In this context it is interesting to note that many people who are atheists are also environmentalists. They want to preserve nature. They want to preserve the forests and the mountains. That, for them, is “God,” without realizing that they are seeing God’s Theophanies, God’s creation, in these beautiful, natural scenes that are for them “sacred” and “sacrosanct.” In a godless cosmos that dominates over the mindset of so many in the West, however, there is no room for the presence of the sacred in its true sense. Furthermore, there is no way of solving the environmental problem without realizing that nature is sacred in the religious sense of this word. Therefore, you have to first of all revive awareness of the sacred, which I have tried to do in several of my writings.
It is important also to realize that the sacred is not only a category pertaining to the Torah, the Gospels or the Qur’an, a church or a mosque. Of course, they are the heart of the sacred for the followers of these various religions, but the sacred also exists in God’s creation, in planets and animals, in the mountains, deserts and seas, in the firmament and the stars. It is crucial to treat nature as something sacred if the present environmental crisis is to be overcome. Unless we do not do that, nothing else is really going to work.
M&B: That seems to be a common point between all the religions. May be something around which people can come together?
I wrote a book called Religion and the Order of Nature that was translated into Turkish two years ago. It is one of my major books, one in which I speak precisely about how all the religions of the world, despite all their different languages and forms, have a remarkably similar view towards the order of nature, where the order of nature comes from, why this order, and how important it is in this domain for the religions of the world to work together. That is perhaps the best hope that we have because in most places in the world people still listen to their religious leaders, whether they be imams, priests or rabbis. If on Fridays the imams in mosques would concentrate on the importance of treating nature as God’s sacred creation, within a few months such teachings would affect what the people do.
A few people will say, “We do not care,” but the vast majority of ordinary people would listen, and so I think that all the religions of the world have a responsibility and all the religions of the world can work together very closely in this vital matter. Furthermore, members of the Abrahamic family have to realize that the love for nature is not pantheism. It is not the negation of the transcendence of God.
Let me end with this famous poem from Rumi.

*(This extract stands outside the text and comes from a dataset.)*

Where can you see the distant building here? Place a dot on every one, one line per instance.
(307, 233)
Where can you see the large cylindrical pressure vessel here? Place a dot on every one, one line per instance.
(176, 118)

It says, “If only the world of existents had tongues, so with those tongues they could unveil the mystery of existence.” I have always said, echoing Rumi and our other sages, that everything is alive, everything bears within itself a divine mystery, but it does not have a tongue to speak to us in such a manner that we can hear its call. We have to learn its language expressed through what appears to us as and from the ordinary human point of view as eloquent silence.
Interview conducted by Mustafa Tabanli for Ebru TV for the television show Matter and Beyond, episode 23.